Wednesday, March 17, 2010

How the Nanny State Erodes Meaning

Dennis Prager makes some great points in this article, "The Bigger the Government, the Less You are Needed" in The National Review Online.
"Among the things on which Left and Right, religious and secular, can agree is that one of the few real needs that human beings have is to be needed.

When we are not needed, life feels pointless. The need to be needed is universal. The sexes may feel needed in different ways, but the depth of the need is the same.

Many women feel particularly alive when needed by their young children; many men feel worthy when needed by their family and/or their work. That is why most women navigate difficult emotional straits when their adult children leave home and assume independent lives; and why most men find it so crushing to lose their jobs — not necessarily because of the loss of income, but because of the loss of meaning that comes from no longer being needed.

Only when we are needed do we believe we have significance. Give a boy a special task — just about any task — and he blossoms. Give a girl a person — in fact, almost any living being — who depends on her, and she blossoms.

Of course, there are also myriad unhealthy ways of feeling needed. If an unwed teenage girl has a baby in order to feel needed, it is usually a bad thing for her, for the child, and for society. If a boy joins a gang to feel significant, it is bad for him and for society.

Though not consciously intended to, over time the political program of the Left destroys people’s ability to be needed, and therefore to be or feel significant.

As I regularly note, the bigger the government, the smaller the citizen. One can add: The bigger the government, the less significant the citizen — especially men. One well-known example is the way welfare robbed so many men of significance when women and their children came to depend financially on the state.

And it goes further than that. In order to feel significant, men not only need to have others depend on them, they also need to depend on themselves, on their own work and initiative. But that, too, is destroyed as the state gets bigger. Fewer and fewer people work for themselves (which leads among other things to the disappearance of that quintessentially American ideal, the risk-taking entrepreneur).

It gets worse. As the power to fulfill needs shifts from the individual to the state, the state increasingly determines who is needed and who has significance.

That means, first of all, politicians. Obviously, whoever controls the ever expanding government has the most significance in a society.

- - - snip - - -

Indeed, over time, if the Left has its way and the state keeps expanding, you will also not decide what temperature to keep your house at or how to get to work. Nor will you be needed to educate your children (that is already the job of the state, and much of Europe now bans home schooling), or to raise and discipline your children (the state will ensure you are doing it correctly, and spanking is now illegal in 25 countries). Fathers will be needed primarily (and after divorce, only) as providers of child and spousal support.

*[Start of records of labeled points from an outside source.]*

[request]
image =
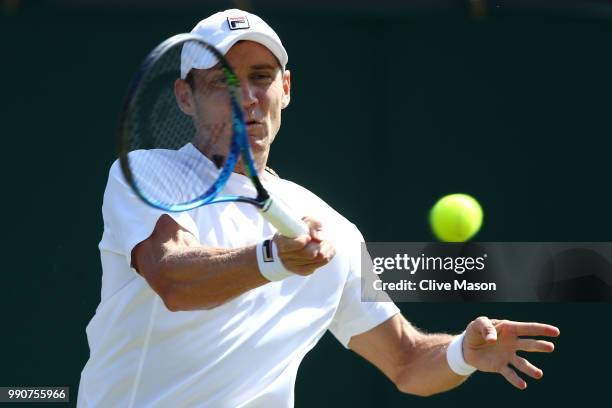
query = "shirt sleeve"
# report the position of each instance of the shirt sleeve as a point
(128, 219)
(356, 315)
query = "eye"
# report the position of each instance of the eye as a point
(262, 77)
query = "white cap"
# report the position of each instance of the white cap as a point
(224, 29)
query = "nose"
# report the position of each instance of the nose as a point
(249, 98)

In short, you will be needed essentially for one thing: to finance the one entity that is truly needed — the state."
Read the whole thing here.

The individual person is an asset to a state with a limited government. The more people the better. But in a socialist state, a person is just another mouth to feed. So the culture of death becomes thinkable from the statist perspective.

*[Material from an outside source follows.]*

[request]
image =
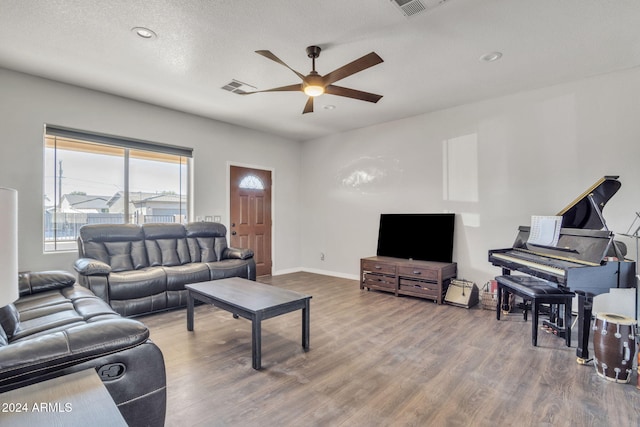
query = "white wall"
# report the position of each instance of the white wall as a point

Why ordinary citizens accede to the institutionalization of the culture of death, however, is related to the main point of this article. It is because of a loss of meaning. Life without struggle is pointless. Life is a journey and when we think of life as a matter of being at rest, it loses its meaning. We are not at home in this world of sin and to pretend otherwise is to descend into incoherence and meaninglessness.


Gordon Hackman said...

I wish more people on the evangelical left understood what is being articualted here. There seems to be a simplistic mindset among many of today's left wing and younger evangelicals that since scripture calls us to help the poor, therefore we should all vote for big government programs that supposedly help the poor.

Craig Carter said...

Yes, the gap is between the acknowledged Scriptural command to help the poor and the idea that in our society the best way to do that is to grow the welfare state to an unsustainable size. It is a long way from "help the poor" to "feed Leviathan."